Dengan demikian, buku ini ditulis dengan keinginan ganda. Selain menyediakan
bahan bacaan untuk khalayak umum dan aktivis lapangan tentang paradigma dan
teori pembangunan juga didorong oleh suatu semangat untuk merobohkan anggapan
bahwa urusan ideologi, paradigma dan teori perubahan sosial hanya patut dan
khusus dibaca, dipahami, dan dikontrol oleh kalangan akademisi dan birokrasi
dan tabu untuk dibaca oleh kalangan masyarakat biasa. Dengan kata lain, buku
ini melakukan demistifikasi terhadap bahan kajian ilmiah untuk menjembatani
jarak antara para aktivis lapangan dan berbagai paradigma dan teori ilmu sosial
di universitas.
Selain
itu, semangat penulisan buku ini juga didorong oleh adanya gejala timbulnya
kerancuan teoritik dan paradigmatik dari banyak aktivis lapangan.
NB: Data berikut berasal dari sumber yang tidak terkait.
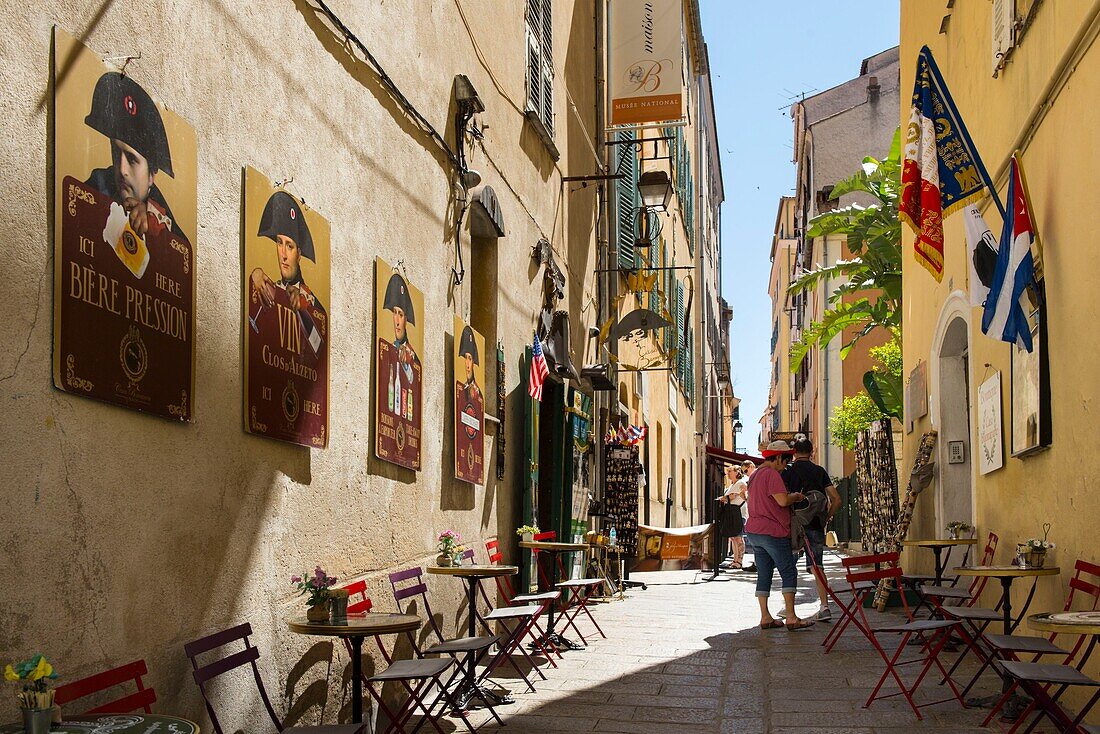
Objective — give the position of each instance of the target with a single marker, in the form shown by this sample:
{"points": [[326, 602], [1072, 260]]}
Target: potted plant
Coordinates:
{"points": [[316, 588], [36, 699], [448, 547], [956, 529], [527, 532]]}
Yang
dimaksudkan dengan kerancuan teoritik ini adalah persoalan yang dihadapi oleh
mereka yang bekerja untuk melakukan perubahan sosial di lapangan, yakni para
pekerja sosial masyarakat baik kalangan aktivis lapangan ornop maupin tokoh keagamaan,
yang tanpa disadari telah menggunakan dasar teoritik dan visi ideologis
mengenai suatu perubahan sosial yang menjadi landasan dan aktivitas praktis
sehari-hari, tetapi sesungguhnya hakekat teori yang sedang dipraktikkannya
tersebut secara teoritik bertolak belakang dengan tujuan yang mereka
cita-citakan. Dengan demikian, tuntutan akan perlunya pemahaman mengenai
paradigma dan berbagai teori perubahan sosial yang mereka jadikan pijakan untuk
mengidentifikasi, memahami dan menangani masalah-masalah kemasyarakatan semakin
meningkat. Lemahnya visi ideologi dan teori mengenai perubahan sosial ini juga
mempengaruhi metodologi yang diterapkan, seperti bagaimana banyak organisasi
sosial menempatkan masyarakat sebagai objek, padahal sementara itu bercita-cita
melakukan pemberdayaan masyarakat. Demikian halnya dalam merencanakan, menyusun
dan menetapkan program pengembangan masyarakat, maupun dalam mengevaluasi
kegiatan tersebut. Kegiatannya banyak mencerminkan anti-pemberdayaan
masyarakat. Ketidakjelasan visi dan teori ini tidak saja telah melahirkan
inkonsistensi anatar cita-cita dan teori yang digunakan, tetapi juga telah
berakibat menghambat peran atau partisipasi masyarakat dalam perubahan sosial,
yakni peranan masyarakat sipil (civil society) sebagai pelaku sejarah utama
dalam upaya demokratisasi ekonomi, politik, budaya, gender serta aspek sosial
lainnya.
Gejala
keracuan teoritik ini terlihat dalam bagaimana para aktivis ornop di lapangan
mendefinisikan masalah kemasyarakatan dan memandang teori “mainstree” perubahan
sosial pembangunan dewasa ini. Namun demikian, sesuangguhnya di kalangan
aktivis ornop telah timbul kesadaran akan perlunya secara kritis mempertanyakan
kembali paradigma, teori, serta implikasinya terhadap metodologi dan teknik
lapangan. Kegairahan di kalangan aktivis ornop untuk memahami berbagai teori
politik ekonomi dan perubahan sosial dalam pendidikan politik dan advokasi
mendorong penulis untuk segera merampungkan buku teori perubahan sosial ini.
Namun
demikian, secara garis besar motivasi utama penyusunan buku ini didorong untuk
memenuhi kebutuhan bacaan teoritis dan memfasilitasi perdebatan teoritik bagi
mereka yang bekerja di lapangan. Secara umum buku ini merupakan pengkajian
teoritis dan mendasar, membahas kerangka ideologi, paradigma dan teori tentang
perubahan sosial, yang diharapkan mampu memacu pembaca untuk merefleksikan
kegiatan lapangan mereka dengan berbagai ideologi dan aliran teori perubahan
sosial. Selain itu, buku ini juga merupak refleksi kritik terhadap posisi
teoritik berbagai teori yang dominan tentang perubahan sosial dan pembangunan.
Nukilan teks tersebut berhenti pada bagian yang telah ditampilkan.